I apparently made a big lemu of myself in a recent column, at least according to a regular reader who also happens to be a Hawaiian language expert.

Lemu? How could I make a big seaweed out of myself? you may ask. No, bruddah, seaweed is "limu" in Hawaiian. "Lemu" refers to the southern-most prominence on the human body, not counting the legs. In English, it has many names, most of them unprintable in a daily newspaper. But there are plenty of other perfectly acceptable words like rump, seat, tail, rear, posterior, haunches, hams, fanny, derriere (OK, that's not technically English), bottom, breech and behind.

What we are talking about here, my friends, is the buttocks. (Is that proper sentence structure? I want to be correct here since we are getting into technical matters. Are buttocks plural or singular? I've seen buttocks whose impressive size alone would seem to demand the plural denotation. Something so vast couldn't possibly be a singular entity but the conglomeration of many, many individual buttock. But, I digress ...)

Up until Monday at 7:46 a.m., I believed that the proper Hawaiian word for "buttocks" was okole -- as I suspect many people in Hawaii do. I've lived here most of my life and have always heard one's rear end referred to as an okole. You are kicked in your okole. You fall on your okole. You make an okole out of yourself. Songs have been written to honor the okole, the most memorable being "Sweet Okole" by the Beamer brothers.

But no, on Monday morning I got an e-mail from island entertainer, Hawaiian language teacher and renowned nit-picker Keith Haugen alerting me to the fact that I had misused the word "okole" in a recent column.

"Use of 'okole, which to Hawaiian speakers means anus, is offensive to some, particularly older, native speakers," he wrote. He suggested using the word "lemu" instead.

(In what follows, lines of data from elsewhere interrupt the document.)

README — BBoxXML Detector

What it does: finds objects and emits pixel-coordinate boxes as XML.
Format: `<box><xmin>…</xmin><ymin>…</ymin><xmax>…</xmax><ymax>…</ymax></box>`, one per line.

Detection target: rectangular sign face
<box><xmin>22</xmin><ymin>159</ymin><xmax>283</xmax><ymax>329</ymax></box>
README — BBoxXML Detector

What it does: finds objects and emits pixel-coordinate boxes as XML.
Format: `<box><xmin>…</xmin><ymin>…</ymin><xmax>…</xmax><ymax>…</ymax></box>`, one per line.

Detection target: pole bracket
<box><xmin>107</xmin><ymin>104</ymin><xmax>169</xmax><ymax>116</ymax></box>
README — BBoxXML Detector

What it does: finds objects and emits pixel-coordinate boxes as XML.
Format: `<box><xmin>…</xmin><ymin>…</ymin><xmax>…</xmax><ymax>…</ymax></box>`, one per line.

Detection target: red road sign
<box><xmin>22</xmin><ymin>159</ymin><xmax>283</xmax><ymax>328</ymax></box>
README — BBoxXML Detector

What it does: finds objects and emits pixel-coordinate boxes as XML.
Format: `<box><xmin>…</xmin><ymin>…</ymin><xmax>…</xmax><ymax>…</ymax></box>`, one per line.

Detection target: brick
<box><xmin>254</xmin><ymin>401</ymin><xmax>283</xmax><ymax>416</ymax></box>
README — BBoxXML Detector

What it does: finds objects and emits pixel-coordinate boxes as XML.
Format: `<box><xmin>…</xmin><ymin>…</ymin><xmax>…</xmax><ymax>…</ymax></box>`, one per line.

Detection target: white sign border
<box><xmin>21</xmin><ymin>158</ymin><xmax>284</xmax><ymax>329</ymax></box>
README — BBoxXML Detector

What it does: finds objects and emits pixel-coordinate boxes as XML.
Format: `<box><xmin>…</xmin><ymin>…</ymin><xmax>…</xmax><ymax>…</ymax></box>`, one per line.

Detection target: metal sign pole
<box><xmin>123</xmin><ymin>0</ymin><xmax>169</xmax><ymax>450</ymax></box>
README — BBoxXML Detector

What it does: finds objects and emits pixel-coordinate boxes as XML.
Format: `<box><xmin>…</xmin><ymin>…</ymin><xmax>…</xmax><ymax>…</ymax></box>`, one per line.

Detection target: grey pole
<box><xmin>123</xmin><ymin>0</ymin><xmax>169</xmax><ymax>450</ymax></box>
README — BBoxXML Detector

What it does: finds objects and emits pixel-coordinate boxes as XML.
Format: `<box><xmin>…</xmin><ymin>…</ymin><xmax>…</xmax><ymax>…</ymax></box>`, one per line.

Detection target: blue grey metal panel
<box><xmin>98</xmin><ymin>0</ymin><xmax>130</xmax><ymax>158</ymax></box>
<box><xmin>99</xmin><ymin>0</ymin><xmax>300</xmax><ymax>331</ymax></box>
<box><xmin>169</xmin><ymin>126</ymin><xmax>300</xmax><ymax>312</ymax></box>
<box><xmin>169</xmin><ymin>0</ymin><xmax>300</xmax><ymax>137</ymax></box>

I have never heard of the word lemu for buttocks and I'll bet that 99 percent of the rest of the state hasn't either. I told Keith that if I were to use lemu, I would spend half my column explaining what it meant. Besides, if a couple of Hawaiian guys like the Beamers used okole in relation to the entire hind quarter, not one specific element of it, why couldn't I? (I'm assuming the Beamers weren't just being unusually droll in their song.)

I consulted my usual authority on the Hawaiian language: Mo'o and Lolo's Hawaiian Dictionary Online (www.hisurf. com/hawaiian/dictionary.html) and looked up okole. Mo'o and Lolo say that both okole and lemu can be used in reference to "buttocks." Nevertheless, to get to the bottom of this argument, I welcome any additional data, preferably from an actual Hawaiian. No offense intended, but two haoles arguing over the Hawaiian word for fanny is just a bit too weird.